I've also heard people say that security is the reason you can't take screenshots with Wayland. However, Sway lets you take screenshots, and this worked even from inside a VM through virtwl. I didn't add screenshot support to the proxy, because I don't want VMs to be able to take screenshots, but the proxy isn't a security tool (it runs inside the VM, which isn't trusted).

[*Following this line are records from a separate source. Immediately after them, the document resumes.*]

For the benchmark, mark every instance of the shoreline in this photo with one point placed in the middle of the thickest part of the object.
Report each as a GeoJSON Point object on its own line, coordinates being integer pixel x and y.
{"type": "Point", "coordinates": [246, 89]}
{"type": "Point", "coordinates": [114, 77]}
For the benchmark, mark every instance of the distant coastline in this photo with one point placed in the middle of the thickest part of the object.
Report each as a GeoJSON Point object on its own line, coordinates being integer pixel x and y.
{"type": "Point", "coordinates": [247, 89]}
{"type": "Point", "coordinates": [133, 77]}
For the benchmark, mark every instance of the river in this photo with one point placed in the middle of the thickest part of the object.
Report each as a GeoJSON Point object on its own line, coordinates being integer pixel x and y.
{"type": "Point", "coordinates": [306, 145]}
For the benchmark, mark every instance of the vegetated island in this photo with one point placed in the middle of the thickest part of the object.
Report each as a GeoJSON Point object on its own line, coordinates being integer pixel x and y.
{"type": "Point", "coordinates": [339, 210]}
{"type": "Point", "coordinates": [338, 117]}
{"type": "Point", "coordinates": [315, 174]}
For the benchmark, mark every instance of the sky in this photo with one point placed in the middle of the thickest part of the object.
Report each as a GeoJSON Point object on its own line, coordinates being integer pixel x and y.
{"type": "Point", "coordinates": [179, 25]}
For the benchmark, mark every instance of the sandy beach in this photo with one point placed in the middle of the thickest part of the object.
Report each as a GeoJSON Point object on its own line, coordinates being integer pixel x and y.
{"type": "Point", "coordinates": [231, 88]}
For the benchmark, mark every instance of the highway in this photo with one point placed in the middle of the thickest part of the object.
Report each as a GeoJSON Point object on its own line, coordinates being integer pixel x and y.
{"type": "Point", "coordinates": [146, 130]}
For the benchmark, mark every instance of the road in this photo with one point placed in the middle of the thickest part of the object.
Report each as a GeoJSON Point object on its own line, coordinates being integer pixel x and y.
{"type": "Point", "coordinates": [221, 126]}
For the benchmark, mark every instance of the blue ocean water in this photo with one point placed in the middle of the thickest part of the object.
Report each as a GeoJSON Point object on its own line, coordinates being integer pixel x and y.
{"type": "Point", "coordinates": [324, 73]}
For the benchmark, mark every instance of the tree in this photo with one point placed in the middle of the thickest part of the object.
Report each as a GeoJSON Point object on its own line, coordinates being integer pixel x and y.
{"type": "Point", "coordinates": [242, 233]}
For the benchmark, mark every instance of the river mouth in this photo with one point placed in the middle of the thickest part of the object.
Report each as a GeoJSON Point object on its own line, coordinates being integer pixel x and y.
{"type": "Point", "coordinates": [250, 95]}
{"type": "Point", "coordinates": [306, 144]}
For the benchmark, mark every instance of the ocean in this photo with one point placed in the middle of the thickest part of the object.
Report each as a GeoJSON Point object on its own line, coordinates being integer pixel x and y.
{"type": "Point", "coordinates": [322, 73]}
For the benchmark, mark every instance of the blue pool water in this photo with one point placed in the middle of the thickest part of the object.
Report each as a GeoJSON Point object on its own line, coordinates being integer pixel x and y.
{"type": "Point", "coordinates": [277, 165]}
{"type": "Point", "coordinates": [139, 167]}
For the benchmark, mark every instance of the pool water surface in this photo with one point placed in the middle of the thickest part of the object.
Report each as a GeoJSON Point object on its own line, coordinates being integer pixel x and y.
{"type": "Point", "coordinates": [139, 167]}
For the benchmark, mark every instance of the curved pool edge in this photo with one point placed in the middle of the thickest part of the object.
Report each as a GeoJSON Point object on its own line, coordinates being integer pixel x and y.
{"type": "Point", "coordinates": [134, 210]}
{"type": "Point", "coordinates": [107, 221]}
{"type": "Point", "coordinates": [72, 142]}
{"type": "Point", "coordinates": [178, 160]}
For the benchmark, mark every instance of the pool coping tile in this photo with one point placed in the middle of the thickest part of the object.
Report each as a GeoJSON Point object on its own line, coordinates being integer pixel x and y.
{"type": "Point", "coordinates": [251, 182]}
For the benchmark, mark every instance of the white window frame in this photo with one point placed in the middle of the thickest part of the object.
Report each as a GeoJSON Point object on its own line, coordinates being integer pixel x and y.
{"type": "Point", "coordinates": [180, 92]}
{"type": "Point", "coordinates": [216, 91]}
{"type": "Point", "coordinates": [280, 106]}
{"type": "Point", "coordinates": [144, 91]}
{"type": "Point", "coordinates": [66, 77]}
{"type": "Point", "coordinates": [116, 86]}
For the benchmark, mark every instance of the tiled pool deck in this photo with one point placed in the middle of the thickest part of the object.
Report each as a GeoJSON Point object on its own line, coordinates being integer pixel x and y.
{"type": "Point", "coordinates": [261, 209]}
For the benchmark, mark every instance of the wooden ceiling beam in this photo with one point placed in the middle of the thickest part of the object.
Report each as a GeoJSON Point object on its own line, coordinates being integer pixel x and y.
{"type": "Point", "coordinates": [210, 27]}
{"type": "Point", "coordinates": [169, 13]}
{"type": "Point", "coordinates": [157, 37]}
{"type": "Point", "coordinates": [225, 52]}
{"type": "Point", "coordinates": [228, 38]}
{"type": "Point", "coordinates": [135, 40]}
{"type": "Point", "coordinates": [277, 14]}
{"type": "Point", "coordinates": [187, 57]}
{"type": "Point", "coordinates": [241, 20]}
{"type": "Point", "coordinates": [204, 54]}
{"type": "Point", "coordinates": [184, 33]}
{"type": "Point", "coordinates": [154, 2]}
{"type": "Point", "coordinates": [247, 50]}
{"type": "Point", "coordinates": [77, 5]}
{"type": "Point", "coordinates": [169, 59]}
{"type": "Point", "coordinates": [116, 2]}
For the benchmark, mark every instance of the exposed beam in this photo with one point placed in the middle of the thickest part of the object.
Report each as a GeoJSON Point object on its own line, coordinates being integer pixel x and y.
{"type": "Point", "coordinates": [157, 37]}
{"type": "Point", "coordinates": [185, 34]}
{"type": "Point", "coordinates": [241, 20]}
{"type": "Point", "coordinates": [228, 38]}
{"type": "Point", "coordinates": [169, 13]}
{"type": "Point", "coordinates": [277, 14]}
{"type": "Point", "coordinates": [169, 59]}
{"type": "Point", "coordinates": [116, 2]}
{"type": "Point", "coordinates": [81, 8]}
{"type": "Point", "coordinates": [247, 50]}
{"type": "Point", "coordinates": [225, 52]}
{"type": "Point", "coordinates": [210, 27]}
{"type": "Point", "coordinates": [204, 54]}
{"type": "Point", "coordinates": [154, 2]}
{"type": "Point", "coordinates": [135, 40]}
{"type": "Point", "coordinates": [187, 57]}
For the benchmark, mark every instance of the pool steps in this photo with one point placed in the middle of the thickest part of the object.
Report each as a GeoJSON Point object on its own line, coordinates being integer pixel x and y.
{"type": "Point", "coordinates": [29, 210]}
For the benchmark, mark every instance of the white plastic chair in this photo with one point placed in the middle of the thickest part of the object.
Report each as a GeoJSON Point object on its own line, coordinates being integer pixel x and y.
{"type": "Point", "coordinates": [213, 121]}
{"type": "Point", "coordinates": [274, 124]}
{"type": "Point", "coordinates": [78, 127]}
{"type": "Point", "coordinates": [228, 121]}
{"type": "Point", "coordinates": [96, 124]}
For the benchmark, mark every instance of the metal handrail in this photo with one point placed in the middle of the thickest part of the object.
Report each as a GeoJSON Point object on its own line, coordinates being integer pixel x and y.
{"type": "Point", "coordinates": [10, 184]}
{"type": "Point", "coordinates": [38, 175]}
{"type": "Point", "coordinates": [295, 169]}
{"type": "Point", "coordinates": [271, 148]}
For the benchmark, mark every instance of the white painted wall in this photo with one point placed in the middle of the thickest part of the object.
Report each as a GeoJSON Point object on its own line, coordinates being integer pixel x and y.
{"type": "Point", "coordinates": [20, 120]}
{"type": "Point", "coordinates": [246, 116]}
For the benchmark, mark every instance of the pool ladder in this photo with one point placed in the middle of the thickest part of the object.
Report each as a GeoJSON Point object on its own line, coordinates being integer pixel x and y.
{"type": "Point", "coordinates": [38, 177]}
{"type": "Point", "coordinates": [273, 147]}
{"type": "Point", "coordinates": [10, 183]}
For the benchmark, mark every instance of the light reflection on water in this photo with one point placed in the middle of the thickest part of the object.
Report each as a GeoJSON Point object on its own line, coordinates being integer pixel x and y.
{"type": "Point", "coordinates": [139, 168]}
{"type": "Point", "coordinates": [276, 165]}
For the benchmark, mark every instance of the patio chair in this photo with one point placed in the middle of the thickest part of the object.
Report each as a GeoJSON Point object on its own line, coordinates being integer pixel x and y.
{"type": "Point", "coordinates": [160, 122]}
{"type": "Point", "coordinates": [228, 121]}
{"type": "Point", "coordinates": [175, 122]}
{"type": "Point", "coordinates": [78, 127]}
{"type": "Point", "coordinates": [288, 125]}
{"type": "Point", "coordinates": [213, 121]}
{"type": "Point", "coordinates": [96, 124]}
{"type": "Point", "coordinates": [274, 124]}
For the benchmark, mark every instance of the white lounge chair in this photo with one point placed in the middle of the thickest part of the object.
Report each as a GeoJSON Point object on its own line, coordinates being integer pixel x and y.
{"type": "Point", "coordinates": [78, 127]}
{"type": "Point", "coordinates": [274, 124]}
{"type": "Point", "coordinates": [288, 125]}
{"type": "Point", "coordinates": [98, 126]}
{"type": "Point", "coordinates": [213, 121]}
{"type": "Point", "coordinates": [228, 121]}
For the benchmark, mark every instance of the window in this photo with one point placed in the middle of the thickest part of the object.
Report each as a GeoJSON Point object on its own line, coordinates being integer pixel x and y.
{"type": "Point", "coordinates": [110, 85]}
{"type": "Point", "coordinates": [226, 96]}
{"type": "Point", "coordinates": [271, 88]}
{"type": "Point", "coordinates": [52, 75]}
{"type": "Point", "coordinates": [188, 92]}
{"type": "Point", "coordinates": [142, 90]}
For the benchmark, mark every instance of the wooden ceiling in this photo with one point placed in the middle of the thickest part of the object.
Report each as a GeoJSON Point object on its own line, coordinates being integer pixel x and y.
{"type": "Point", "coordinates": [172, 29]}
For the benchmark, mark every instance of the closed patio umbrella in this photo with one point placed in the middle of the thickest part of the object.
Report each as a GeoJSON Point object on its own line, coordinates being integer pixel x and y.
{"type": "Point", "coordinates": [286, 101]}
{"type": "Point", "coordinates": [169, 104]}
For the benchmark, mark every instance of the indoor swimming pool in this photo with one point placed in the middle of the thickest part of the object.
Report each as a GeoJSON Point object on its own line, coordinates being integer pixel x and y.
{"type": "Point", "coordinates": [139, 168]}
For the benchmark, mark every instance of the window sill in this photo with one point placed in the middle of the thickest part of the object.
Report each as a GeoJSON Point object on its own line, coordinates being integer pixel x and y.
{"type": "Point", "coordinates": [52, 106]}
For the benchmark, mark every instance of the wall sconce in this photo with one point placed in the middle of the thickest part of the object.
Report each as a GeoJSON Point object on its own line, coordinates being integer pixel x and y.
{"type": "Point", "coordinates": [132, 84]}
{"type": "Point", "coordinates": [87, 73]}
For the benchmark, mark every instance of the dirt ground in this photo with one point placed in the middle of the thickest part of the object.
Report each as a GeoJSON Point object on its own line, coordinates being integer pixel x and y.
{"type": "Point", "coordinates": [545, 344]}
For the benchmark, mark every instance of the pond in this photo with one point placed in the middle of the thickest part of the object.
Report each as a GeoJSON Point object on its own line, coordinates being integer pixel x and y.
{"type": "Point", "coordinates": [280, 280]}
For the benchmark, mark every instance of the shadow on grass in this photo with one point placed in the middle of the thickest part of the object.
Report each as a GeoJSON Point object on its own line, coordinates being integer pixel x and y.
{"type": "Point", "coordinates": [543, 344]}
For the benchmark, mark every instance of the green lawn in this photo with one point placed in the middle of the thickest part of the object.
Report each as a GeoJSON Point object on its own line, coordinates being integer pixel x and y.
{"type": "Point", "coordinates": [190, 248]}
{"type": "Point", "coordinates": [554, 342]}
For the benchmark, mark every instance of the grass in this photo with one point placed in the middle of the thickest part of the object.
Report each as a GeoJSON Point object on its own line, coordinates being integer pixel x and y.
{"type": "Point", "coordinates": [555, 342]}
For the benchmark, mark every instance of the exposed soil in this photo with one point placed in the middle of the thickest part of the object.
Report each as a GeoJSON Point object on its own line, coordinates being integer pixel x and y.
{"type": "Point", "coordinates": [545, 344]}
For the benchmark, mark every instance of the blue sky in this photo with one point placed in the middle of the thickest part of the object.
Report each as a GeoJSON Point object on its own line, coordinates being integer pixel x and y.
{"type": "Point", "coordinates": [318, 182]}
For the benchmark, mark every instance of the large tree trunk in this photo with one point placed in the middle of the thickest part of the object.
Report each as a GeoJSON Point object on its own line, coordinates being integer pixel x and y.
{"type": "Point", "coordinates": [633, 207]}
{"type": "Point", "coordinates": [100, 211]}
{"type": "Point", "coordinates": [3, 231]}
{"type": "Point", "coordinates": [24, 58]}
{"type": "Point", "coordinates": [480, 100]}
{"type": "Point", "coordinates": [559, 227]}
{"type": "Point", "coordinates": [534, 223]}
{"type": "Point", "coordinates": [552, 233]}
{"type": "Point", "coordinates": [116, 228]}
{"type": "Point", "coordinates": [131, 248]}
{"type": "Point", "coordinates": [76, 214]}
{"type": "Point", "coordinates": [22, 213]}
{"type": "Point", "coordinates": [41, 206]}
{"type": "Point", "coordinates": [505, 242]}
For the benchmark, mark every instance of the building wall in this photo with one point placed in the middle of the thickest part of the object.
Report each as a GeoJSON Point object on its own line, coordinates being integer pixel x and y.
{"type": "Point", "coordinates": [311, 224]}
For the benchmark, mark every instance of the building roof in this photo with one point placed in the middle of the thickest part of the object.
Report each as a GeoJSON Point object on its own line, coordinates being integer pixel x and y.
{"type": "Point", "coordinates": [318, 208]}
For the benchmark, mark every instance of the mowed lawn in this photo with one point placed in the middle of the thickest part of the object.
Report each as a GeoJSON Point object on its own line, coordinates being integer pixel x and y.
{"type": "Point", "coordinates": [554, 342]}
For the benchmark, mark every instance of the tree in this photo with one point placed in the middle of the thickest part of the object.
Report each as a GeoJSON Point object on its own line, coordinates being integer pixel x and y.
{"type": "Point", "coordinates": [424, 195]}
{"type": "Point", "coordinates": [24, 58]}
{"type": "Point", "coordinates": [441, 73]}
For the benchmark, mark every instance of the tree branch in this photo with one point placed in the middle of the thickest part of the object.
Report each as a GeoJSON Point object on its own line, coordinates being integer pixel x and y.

Clearly, the way to fix this was with a new compositor. One that would offer a different Wayland socket to each VM, tag the windows with the VM name, colour the frames, confirm copies across VM boundaries, and work with Vim. Luckily, I already had a handy pure-OCaml Wayland protocol library available. Unluckily, at this point I ran out of holiday.

Future work

There are quite a few things left to do here:

One problem with virtwl is that, while we can receive shared memory FDs from the host, we can't export guest memory to the host. This is unfortunate, because in Wayland the shared memory for window contents is allocated by the application from guest memory, and the proxy therefore has to copy each frame. If the host provided the memory to the guest, this wouldn't be needed. There is a wl_drm protocol for allocating video memory, which might help here, but I don't know how that works and, like many Wayland specifications, it seems to be in the process of being replaced by something else. Also, if we're going to copy the memory, we should at least only copy the damaged region, not the whole thing. I only got this code working just far enough to run the Wayland applications I use (mainly Firefox and Evince).
I'm still using ssh to proxy X11 connections (mainly for Vim and gitk). I'd prefer to run Xwayland in the VM, but it seems you need to provide a bit of extra support for that, which I haven't implemented yet. Sommelier can do this, but then copying doesn't work.
The host Wayland compositor needs to be aware of VMs, so it can colour the titles appropriately and limit access to privileged operations.
For the full Qubes experience, the network card should be handled by a VM, with another VM managing the firewall. Perhaps the Mirage unikernel firewall could be made to work on KVM too. I'm not sure how guest-to-guest communication works with KVM.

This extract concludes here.